Ah, but does this model scale up? What if you are not at home, but instead are at work at say … Fermilab, and just happen to encounter an issue with the Tevatron particle accelerator, what then? Remember now, this is a complex multi-billion dollar machine that is about four miles in circumference and involves about a thousand superconducting magnets, which accelerate protons and antiprotons to super-sized energies. Also, these are not common magnets, they are cooled with liquid helium so that they consume only one-third of the power they would normally require. If you hit an issue, do you shut down for a week, and call in a team of specialists at considerable cost to pull it apart for repair, or do you instead get out your roll of duct tape and patch it up so that you can carry on with no outage?

And the answer is …

… you go for the duct tape.

On Friday afternoon before Labor Day weekend, pressure in the Tevatron’s cryostat vacuum system suddenly started rising. The Accelerator Division mechanical support team tracked the issue to a faulty rubber O-ring, the part that seals the vacuum between two superconducting magnets.

Placing a new O-ring around the beamline would have required at least a 10-day shutdown to warm up the Tevatron from about minus 500°F, to disassemble the tube, replace the ring, to complete a full mechanical and vacuum certification of the entire section and to cool it back down.
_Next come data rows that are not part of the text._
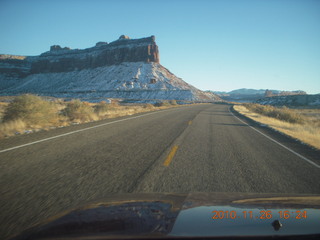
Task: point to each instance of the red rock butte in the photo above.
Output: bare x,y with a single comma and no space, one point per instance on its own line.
64,59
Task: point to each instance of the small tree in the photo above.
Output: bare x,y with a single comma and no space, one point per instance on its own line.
77,110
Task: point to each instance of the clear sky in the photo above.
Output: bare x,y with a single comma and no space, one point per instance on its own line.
213,45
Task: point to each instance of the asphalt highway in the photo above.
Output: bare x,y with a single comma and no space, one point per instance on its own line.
199,148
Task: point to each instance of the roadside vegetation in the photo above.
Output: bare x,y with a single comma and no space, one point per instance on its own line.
302,124
29,113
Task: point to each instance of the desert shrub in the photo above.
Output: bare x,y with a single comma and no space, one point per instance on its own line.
79,111
283,113
101,107
148,106
162,104
173,102
32,110
11,127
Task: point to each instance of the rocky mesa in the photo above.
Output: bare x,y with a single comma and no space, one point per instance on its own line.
125,68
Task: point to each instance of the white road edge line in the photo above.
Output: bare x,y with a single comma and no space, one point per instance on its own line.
290,150
80,130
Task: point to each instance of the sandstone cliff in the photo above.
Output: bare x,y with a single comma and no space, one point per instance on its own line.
126,68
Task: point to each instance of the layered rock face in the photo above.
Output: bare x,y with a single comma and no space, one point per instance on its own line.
126,68
65,59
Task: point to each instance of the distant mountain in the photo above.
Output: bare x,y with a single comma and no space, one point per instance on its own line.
250,95
292,100
126,68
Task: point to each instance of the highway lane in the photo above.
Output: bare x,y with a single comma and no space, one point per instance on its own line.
205,149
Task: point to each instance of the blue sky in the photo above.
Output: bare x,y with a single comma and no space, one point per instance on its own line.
213,45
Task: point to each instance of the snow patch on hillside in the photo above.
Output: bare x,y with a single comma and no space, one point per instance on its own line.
134,80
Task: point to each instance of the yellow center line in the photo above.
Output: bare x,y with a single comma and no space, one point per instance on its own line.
170,156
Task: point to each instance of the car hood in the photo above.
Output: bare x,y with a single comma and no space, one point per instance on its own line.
170,215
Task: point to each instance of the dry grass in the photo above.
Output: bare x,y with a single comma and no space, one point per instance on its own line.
12,127
29,113
306,130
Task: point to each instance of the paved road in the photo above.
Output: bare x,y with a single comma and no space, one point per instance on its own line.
193,148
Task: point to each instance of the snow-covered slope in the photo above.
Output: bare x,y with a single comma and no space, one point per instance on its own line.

This would have been frustrating for the Tevatron’s scientists, who had just ended a scheduled four-week shutdown and were anxious to get back to their experiments.

Accelerator Division mechanical support supervisor Scott McCormick wouldn’t accept such a solution.

“This big machine is four miles in circumference, with a thousand-some superconducting magnets, and one piece of rubber is gonna stop us?” he said. “I don’t think so. Not if we can help it.”

Four years ago, McCormick and senior operations specialist Dave Augustine had done an experiment testing this exact scenario. During a scheduled shutdown, they removed the clamp from a similar juncture and wrapped the interface in electrical tape. The resulting vacuum held for more than a year. In a real emergency, this would buy them more than enough time until a permanent repair could be made.

So, after much discussion and safety optimization, they decided to try it on the actual leak during the holiday weekend. Four leak detectors, six vacuum pumps, five technicians, one roll of 5/8-inch black electrical tape and a day and a half later, the Tevatron was up and running without a hitch.

Being smart does not necessarily imply complexity, sometimes very simple answers can be quite profound.